10y Breakevens unch to +0.5bp. They’re at 6 month highs of 1.92%, but amazing they can’t get to 2%.
On CPI: Last month there was an upside surprise with a strong 0.2%, making it 2 of the last 3 months with upside surprises.
The comparisons to year ago are about to get more difficult though. Today we drop off a 0.18% from last November.
We drop off a 0.22%, 0.31%, 0.21% next three months after that.
This month we’re again watching New & Used Cars and Trucks, which have not yet shown any response to survey evidence of increases.
Also an eye on Primary Rents, which have been declining although the Shiller Home Price Index is reaching new local highs.
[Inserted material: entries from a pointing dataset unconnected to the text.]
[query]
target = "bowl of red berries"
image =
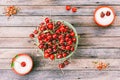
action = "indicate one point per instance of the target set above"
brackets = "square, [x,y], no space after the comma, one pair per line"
[56,40]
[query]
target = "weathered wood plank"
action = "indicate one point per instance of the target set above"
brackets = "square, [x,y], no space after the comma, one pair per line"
[80,53]
[59,2]
[23,31]
[95,42]
[16,42]
[35,20]
[16,31]
[76,64]
[55,10]
[57,75]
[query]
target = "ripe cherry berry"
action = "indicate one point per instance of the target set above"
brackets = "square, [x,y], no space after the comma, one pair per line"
[74,39]
[67,47]
[64,54]
[108,13]
[50,26]
[102,15]
[69,42]
[47,20]
[68,7]
[66,62]
[74,9]
[58,22]
[72,34]
[61,65]
[23,64]
[41,46]
[52,56]
[35,31]
[54,36]
[72,49]
[31,36]
[59,56]
[46,55]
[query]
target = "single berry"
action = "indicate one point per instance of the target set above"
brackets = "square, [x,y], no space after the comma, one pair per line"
[59,56]
[61,65]
[47,20]
[35,32]
[66,62]
[23,64]
[108,13]
[67,47]
[64,54]
[102,15]
[68,7]
[31,36]
[74,9]
[46,55]
[52,56]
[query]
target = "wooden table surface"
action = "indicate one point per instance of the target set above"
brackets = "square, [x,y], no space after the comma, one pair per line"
[95,44]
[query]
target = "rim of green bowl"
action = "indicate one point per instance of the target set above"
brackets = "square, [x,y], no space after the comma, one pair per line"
[76,36]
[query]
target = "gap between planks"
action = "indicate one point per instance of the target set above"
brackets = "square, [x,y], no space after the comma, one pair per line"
[76,64]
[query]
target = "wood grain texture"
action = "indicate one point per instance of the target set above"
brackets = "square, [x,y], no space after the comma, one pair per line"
[55,10]
[79,54]
[35,20]
[76,64]
[60,2]
[58,75]
[95,44]
[84,32]
[92,42]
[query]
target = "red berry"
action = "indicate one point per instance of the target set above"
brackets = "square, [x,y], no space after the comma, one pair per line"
[69,42]
[41,46]
[59,56]
[64,54]
[39,37]
[49,50]
[74,9]
[23,64]
[63,47]
[66,39]
[58,22]
[102,15]
[49,37]
[72,49]
[52,56]
[57,31]
[35,31]
[61,41]
[54,36]
[72,34]
[68,7]
[54,46]
[47,20]
[31,36]
[50,26]
[108,13]
[61,65]
[74,39]
[66,62]
[42,28]
[46,55]
[67,47]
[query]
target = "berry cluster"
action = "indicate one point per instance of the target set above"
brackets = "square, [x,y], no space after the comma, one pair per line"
[74,9]
[102,15]
[56,39]
[11,10]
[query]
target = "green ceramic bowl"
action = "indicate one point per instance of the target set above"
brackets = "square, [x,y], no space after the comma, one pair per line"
[70,26]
Last mo, median CPI scored its largest m/m incr since July ’08. So in short – we’re in an inflation upswing; just need to see how much.
Consensus for today’s number is 0.2% on core – almost exactly, keeping y/y at 1.8%.
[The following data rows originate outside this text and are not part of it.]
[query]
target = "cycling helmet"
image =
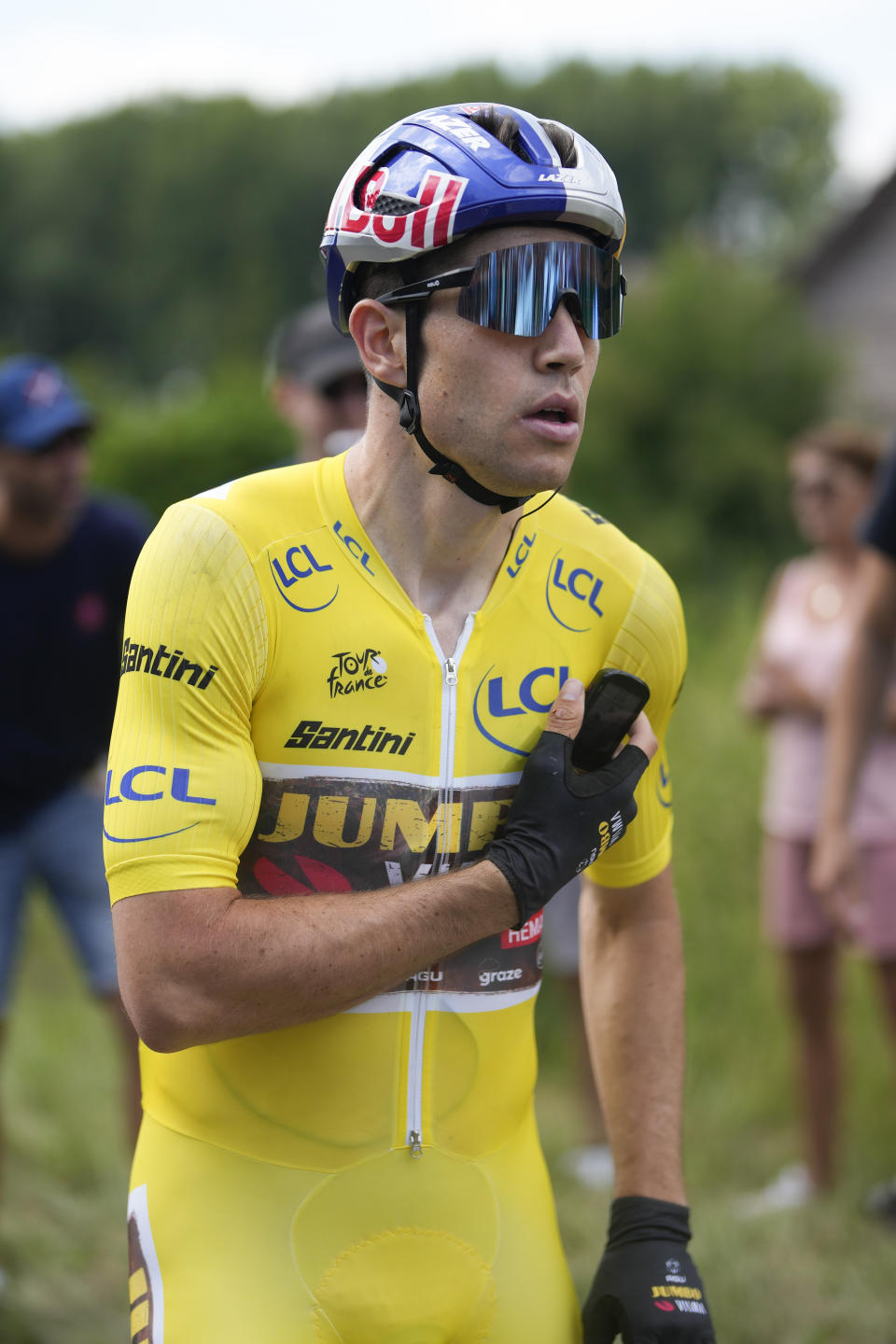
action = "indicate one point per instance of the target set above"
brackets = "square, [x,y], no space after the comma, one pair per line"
[440,175]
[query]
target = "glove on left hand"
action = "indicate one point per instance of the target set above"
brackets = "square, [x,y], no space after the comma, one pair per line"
[648,1288]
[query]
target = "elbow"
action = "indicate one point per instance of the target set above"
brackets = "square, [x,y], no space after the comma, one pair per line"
[167,1017]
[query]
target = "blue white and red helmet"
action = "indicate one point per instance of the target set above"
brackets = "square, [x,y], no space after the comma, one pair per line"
[438,175]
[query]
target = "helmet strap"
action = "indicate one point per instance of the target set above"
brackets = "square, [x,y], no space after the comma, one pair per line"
[409,418]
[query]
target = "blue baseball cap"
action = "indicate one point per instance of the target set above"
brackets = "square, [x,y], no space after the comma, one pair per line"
[38,403]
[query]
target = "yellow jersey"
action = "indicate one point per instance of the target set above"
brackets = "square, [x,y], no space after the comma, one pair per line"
[287,723]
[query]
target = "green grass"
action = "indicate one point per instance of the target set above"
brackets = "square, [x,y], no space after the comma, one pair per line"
[822,1276]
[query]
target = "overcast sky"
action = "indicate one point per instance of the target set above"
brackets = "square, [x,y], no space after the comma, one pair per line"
[69,58]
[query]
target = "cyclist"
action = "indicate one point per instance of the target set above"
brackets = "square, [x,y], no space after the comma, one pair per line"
[340,794]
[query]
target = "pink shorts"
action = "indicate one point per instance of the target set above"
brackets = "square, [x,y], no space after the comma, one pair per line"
[794,917]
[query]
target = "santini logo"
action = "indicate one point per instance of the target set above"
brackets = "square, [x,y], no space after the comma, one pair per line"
[323,736]
[165,663]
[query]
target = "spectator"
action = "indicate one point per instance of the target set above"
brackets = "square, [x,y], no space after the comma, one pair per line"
[64,567]
[317,385]
[862,699]
[807,626]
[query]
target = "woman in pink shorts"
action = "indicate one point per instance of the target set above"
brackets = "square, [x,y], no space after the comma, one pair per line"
[804,638]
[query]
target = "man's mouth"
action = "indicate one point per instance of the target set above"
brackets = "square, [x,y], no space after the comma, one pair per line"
[553,413]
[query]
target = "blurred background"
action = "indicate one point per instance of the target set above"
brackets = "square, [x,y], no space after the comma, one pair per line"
[164,179]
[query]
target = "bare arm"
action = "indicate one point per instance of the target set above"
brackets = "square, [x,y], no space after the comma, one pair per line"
[633,998]
[208,964]
[855,712]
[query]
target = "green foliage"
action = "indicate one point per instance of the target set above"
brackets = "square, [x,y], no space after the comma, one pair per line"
[175,232]
[189,437]
[691,412]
Well, core is 0.1%…but waiting for Bloomberg to drop the actual figures. Looks like a big miss, not a little miss.
yeah, 0.12%, pushing y/y down to 1.71%. Last 4 months have seen two high misses and two low misses.
Core goods rose to -0.9% y/y from -1.0%, but core services down to 2.5% from 2.7%. SO IT ISN’T THE INTERNET, FOLKS.
10y breaks plunging 4bps since pre-data, on the way to creating another buying opportunity.
Only way 1.89% 10y BEI make sense is if inflation is permanently broken. But median CPI is 2.3% y/y. So it’s not broken!
(We have TIPS about 53bps cheap at current nominal yields).
In major subgroups, Apparel decelerated, Recreation decelerated, Other decelerated. Medical unch. Everything else up. Interesting.
In Housing, Primary Rents decelerated slightly again 2.68% from 2.70%, but seem to be converging on our model.
OER 3.12% vs 3.20%…there’s your problem…and Lodging Away from Home plunged to 0.60% from 1.36% y/y. But the latter is a small weight.
New vehicles -1.08% vs -1.38%; used cars to -2.10% from -2.89%. Not really the bump we are due.